COLOUR: High intensity cherry red, bright and young with blue tones.

NOSE: Its intensity is perceivable without even swirling the glass. The bouquet reveals red cherry, berries, red currant and blackcurrant with a tart and fresh base. When swirling the glass, hints of finely roasted coffee beans as well as pink pepper arise.

MOUTH: Intense first sensation of flavours and very fruity. Silky touch of red berries.
Balanced and well rounded wine on the palate, characterised by its freshness and good acidity. Tannins are present but in a very well integrated and friendly manner, granting the wine a good structure and elegance. Medium-high body.
Pleasant and long aftertaste with a slight hint of coffee and toffee.

Serving temperature:

Serving recommendations:
Cold meat, antipasti, all types of meat, stews and game meat dishes.

ORIGIN OF THE VINEYARDS: Rioja Alavesa: Laguardia, Elciego and Lapuebla. Rioja Alta: Cenicero and Fuenmayor. Vineyards located at 550 metres above sea level with clay, calcareous and very stony soil.

GRAPES: 90% Tempranillo variety of 46 years of age. 5% Mazuelo variety of 35 years of age. 5% Graciano variety of 31 years of age.

GREEN PRUNING: Carried out both at the beginning of June and at the beginning of August. Vine shoots and leaves that prevent a correct ventilation of the grape are removed. Also, bunches that exceed production of 3.000kg/hectare are taken off the vine.

PRECIPITATION: 252,90 litres/m2 of rainfall, mainly in autumn.

BARRELING: The barreling takes place in 28,000 liter stainless steel tanks.

HARVEST: Grapes are harvested by hand. Only those that are healthy and well-ripened are selected. They are brought to the wine cellar in boxes of 20kg and selected on the selection belt for their reception.

FERMENTATION: With autochthonous yeasts at a temperature of 30ºC, the grape juice is pumped over the grape skin layer on a daily basis and the grape skin is broken.

PRESSING: Soft and slow pressing in a pneumatic press.

MALOLACTIC FERMENTATION: Malolactic fermentation is carried out after the alcoholic fermentation in stainless steel tanks, thus, when the wine is put inside the barrel, the malolactic fermentation has already taken place.

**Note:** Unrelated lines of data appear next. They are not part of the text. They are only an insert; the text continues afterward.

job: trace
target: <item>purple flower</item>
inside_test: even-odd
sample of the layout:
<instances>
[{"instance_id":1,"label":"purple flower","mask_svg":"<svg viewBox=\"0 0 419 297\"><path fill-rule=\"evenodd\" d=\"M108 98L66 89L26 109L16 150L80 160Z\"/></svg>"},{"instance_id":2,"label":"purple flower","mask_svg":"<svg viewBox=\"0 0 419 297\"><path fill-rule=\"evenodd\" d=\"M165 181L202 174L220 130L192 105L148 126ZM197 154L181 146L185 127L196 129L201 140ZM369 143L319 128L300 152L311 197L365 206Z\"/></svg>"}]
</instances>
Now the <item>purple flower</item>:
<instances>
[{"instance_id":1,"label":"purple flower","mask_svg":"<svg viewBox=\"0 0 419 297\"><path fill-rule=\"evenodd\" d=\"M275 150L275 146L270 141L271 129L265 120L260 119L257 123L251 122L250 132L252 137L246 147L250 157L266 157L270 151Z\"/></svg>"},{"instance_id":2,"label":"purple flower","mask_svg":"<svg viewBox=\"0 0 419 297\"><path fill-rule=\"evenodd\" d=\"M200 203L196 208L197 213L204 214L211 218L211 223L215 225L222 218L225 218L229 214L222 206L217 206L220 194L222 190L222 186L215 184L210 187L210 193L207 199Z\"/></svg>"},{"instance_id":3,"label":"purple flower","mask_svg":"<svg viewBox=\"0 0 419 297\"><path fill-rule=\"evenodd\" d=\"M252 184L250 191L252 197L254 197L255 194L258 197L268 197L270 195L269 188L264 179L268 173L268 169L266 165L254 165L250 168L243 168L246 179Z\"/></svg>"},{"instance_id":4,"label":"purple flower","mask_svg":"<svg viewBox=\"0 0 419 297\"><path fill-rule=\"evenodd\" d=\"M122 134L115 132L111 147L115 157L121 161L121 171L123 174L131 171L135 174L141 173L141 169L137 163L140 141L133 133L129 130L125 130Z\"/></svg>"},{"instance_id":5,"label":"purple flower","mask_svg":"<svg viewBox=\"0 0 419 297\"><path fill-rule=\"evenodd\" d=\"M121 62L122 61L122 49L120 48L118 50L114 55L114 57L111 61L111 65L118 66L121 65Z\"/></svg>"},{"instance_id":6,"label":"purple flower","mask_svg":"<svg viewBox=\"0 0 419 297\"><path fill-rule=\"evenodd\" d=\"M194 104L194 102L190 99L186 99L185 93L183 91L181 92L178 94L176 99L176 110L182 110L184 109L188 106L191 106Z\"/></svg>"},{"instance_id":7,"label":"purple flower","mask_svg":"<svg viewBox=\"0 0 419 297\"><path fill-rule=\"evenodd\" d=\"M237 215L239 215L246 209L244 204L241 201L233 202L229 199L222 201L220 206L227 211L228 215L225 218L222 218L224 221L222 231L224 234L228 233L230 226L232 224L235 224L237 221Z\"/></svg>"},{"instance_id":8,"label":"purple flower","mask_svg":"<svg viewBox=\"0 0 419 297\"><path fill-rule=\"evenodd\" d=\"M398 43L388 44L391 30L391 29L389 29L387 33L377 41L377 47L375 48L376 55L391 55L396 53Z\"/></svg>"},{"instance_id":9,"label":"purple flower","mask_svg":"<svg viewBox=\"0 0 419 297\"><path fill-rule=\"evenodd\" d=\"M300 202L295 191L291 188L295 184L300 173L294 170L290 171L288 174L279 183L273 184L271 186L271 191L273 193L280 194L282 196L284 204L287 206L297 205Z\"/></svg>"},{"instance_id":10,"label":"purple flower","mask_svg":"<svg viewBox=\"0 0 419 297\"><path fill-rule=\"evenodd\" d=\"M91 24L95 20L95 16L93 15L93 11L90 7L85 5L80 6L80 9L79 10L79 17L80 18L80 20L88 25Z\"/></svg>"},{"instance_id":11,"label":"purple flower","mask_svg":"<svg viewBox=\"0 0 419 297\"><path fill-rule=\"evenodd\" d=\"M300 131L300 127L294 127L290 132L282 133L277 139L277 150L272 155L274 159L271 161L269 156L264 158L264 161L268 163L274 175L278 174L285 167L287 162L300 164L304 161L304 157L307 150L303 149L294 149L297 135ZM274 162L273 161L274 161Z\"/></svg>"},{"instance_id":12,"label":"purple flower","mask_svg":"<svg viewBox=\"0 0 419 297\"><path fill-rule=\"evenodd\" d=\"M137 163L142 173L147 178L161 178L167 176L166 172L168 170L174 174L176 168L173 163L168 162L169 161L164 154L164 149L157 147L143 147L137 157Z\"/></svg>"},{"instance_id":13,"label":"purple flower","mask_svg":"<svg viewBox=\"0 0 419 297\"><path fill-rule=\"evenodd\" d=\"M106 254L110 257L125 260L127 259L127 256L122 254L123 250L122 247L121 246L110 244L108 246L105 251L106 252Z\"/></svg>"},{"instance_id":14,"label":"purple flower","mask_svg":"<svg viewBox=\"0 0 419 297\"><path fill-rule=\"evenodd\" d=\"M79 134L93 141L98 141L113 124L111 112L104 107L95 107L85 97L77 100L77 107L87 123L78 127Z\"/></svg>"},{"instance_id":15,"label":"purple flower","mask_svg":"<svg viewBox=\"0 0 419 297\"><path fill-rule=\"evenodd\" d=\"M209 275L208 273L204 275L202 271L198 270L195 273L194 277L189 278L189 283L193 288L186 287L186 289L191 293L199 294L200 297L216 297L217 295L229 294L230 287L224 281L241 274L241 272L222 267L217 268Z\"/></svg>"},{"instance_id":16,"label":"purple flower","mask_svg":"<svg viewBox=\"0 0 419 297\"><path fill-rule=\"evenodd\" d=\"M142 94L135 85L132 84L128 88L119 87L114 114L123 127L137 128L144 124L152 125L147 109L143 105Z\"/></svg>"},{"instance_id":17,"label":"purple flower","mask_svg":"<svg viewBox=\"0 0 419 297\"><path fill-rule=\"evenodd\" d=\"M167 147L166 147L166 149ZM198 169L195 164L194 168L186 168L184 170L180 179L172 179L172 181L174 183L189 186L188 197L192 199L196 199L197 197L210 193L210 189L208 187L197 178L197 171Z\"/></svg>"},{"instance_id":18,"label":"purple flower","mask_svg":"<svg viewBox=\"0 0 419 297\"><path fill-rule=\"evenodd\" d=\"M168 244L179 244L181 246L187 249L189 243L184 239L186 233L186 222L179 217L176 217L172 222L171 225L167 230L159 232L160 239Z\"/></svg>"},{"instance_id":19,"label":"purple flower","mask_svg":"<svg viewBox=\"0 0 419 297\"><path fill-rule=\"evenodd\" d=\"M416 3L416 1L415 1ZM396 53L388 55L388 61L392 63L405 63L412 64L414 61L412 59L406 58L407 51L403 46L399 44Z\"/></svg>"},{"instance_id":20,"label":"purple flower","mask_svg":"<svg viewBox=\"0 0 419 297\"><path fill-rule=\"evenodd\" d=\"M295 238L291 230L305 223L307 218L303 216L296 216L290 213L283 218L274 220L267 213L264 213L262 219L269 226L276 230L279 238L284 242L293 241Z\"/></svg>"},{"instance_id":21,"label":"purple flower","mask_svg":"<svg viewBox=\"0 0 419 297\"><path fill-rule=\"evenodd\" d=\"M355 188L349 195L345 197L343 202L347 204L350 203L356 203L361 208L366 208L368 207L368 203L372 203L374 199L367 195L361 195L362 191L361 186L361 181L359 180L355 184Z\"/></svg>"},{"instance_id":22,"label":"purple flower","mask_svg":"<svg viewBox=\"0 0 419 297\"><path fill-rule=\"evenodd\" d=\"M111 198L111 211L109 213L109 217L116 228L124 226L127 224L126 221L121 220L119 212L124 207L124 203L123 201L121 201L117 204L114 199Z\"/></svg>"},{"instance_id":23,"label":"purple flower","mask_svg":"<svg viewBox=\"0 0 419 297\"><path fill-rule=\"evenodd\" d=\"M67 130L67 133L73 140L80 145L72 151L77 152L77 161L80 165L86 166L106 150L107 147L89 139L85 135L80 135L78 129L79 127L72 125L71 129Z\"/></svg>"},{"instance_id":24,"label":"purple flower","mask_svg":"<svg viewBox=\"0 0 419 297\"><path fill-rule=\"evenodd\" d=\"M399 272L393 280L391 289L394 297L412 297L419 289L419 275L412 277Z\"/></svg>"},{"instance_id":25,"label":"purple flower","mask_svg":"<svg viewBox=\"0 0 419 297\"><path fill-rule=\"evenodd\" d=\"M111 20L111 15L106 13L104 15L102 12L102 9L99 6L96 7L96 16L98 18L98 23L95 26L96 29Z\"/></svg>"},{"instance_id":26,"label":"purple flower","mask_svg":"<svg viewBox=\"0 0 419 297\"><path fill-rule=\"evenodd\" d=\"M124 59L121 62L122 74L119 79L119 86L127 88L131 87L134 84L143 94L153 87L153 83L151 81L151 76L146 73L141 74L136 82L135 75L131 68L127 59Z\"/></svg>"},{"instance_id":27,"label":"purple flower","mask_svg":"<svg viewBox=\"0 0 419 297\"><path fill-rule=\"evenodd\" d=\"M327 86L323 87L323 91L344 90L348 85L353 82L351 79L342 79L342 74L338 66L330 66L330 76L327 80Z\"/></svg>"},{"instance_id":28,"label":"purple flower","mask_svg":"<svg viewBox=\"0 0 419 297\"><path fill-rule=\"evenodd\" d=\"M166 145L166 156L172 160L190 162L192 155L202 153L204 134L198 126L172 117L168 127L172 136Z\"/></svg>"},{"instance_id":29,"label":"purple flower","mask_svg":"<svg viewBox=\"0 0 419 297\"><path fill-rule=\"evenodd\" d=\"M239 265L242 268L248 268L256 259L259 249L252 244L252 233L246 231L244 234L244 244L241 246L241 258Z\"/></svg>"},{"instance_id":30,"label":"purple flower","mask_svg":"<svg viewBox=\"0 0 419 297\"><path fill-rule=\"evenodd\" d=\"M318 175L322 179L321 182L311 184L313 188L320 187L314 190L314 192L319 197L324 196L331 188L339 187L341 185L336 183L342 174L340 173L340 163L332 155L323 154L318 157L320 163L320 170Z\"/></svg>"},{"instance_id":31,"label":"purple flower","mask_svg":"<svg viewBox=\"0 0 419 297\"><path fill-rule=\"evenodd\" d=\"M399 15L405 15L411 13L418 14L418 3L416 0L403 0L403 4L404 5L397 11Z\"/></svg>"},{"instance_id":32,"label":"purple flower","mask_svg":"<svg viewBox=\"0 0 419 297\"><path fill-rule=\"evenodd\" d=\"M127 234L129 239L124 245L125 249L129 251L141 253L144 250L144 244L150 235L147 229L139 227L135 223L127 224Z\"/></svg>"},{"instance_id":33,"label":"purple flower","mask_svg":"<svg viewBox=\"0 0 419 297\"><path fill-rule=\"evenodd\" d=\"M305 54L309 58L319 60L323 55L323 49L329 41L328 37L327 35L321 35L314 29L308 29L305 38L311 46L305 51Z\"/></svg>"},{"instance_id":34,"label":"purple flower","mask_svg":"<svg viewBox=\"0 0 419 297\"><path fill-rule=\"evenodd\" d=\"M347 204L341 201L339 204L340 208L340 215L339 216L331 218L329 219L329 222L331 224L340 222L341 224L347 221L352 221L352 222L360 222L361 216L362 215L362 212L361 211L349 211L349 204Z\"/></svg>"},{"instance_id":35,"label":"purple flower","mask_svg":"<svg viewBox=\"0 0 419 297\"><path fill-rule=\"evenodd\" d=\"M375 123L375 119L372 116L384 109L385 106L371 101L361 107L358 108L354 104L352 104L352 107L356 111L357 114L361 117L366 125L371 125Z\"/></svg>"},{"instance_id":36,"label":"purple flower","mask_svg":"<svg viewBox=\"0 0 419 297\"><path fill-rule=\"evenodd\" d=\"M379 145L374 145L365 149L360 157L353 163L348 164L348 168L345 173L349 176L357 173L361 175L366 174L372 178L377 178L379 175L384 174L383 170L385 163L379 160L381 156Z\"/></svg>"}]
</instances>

AGEING IN THE BARREL: The wine ages in French and American oak barrels for 18 months.

RESULT: A wine made with love, hard work, science and art for the delight of the most exquisite palates.


  • Bottles:
    • 75 cl. Bordeaux Prestige and personalised bottles.
  • Cases and gift boxes:
    • CARDBOARD: Case of 6 bottles. Case of 12 bottles. Gift box of 1 and 3 bottles.
    • WOODEN: Case of 6 bottles. Gift box of 1, 2 and 3 bottles.